Ethica Shares E-Learning Insights at World Halal Summit

Ethica-LogoCCMuslim business leaders from around the world meet in Kuala Lumpur as Ethica Institute of Islamic Finance from Dubai describes its online revenue model for academic institutions.

Has the $8 trillion Halal economy understood the concept of scalability? Something that has been so central to the phenomenal success of Silicon Valley continues to elude the Halal industry. Scalability refers to the ability to grow revenue with little to no increase in costs. Amazon is scalable; a bookstore is not. E-learning is scalable; classrooms are not.

So too, a single online training program can teach a thousand professionals as effectively as a single individual. Of course, face to face training will always have its place. To move, inspire and answer questions in real time the physical classroom is unmatched. But nothing comes close to e-learning for rapidly training professionals in a booming sector like the Halal industry.

This is why, according to experts, the Halal economy needs to more effectively leverage the innate scalability of the internet. Hundreds of the world’s leading Halal industry experts have descended on Kuala Lumpur this week to discuss this year’s World Halal Summit theme: “Energizing the Halal Ecosystem.” Ethica Institute of Islamic Finance from Dubai was invited to the panel “Online Training as a Revenue Model for Academic Institutions” to share insights and demonstrate how academic institutions can build human capital in preparation for a burgeoning Halal economy.

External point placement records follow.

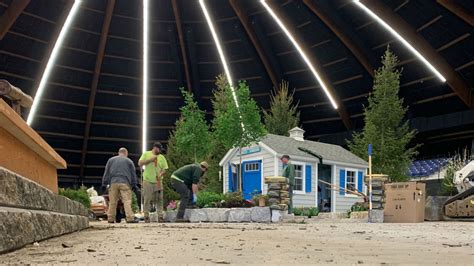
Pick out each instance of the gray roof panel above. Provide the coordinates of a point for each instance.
(287, 145)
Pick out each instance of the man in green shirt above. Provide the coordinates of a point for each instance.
(289, 172)
(184, 181)
(155, 165)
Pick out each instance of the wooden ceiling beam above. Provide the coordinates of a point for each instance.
(453, 79)
(238, 9)
(179, 27)
(332, 24)
(13, 11)
(95, 80)
(458, 10)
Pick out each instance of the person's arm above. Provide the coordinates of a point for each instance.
(163, 166)
(196, 175)
(106, 177)
(143, 162)
(133, 174)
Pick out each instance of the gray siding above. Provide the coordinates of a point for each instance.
(344, 202)
(304, 199)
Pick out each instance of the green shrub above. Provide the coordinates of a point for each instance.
(80, 195)
(305, 211)
(209, 199)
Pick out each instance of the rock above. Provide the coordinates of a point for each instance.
(288, 218)
(196, 215)
(277, 216)
(276, 207)
(20, 227)
(170, 216)
(261, 214)
(434, 208)
(238, 215)
(216, 215)
(20, 192)
(376, 216)
(273, 194)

At the World Halal Summit on Thursday, Ethica Institute of Islamic Finance will share insights from its journey on how it trained and certified professionals in 64 countries from over 160 institutions, and how it manages to reduce per employee training cost by up to $3,000 per employee per year for corporates, and saves clients over 20,000 man hours in training and development.

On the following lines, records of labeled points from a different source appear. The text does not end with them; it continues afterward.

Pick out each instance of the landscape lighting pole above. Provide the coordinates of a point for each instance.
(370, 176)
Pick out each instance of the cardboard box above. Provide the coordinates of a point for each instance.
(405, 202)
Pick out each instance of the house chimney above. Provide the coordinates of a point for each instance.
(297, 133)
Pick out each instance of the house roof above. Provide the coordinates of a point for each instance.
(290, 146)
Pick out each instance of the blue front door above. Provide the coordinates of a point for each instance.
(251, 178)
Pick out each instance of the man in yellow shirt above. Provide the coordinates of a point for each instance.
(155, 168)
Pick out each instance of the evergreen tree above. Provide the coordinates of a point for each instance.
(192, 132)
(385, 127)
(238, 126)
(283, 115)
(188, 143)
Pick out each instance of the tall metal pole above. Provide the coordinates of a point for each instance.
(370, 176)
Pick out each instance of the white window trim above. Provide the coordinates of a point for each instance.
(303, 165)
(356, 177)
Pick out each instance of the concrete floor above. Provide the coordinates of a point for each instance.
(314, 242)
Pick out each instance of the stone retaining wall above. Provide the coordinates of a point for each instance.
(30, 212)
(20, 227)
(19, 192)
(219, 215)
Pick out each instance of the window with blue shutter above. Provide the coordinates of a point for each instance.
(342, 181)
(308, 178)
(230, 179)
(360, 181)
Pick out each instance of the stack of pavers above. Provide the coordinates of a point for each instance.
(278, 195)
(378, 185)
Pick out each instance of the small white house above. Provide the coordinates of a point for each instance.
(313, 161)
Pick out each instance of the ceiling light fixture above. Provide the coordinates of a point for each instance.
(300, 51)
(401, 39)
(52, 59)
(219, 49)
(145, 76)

World Halal Summit’s Conference Director, Abdalhamid Evans, said, “We invited Ethica because their success in this field makes an excellent case study for academic institutions as well as private sector trainers wanting to offer online courses in the Halal sector. There are clear opportunities to offer training courses for the Halal product and services sector, and online training opens up a new and expanding horizon.”

Ethica’s spokesperson said, “The convenience, reliability, and efficiency of online training delivery is unsurpassed. But the online user is very picky. Getting the right user experience is paramount: a combination of pace, engagement and rigor define good delivery.”

Online tracking and assessment tools also enable HR and learning managers to monitor what their employees are doing — when, where, and how often they access the training, how well they progress, and how quickly they get certified. What gets measured gets managed, as the saying goes.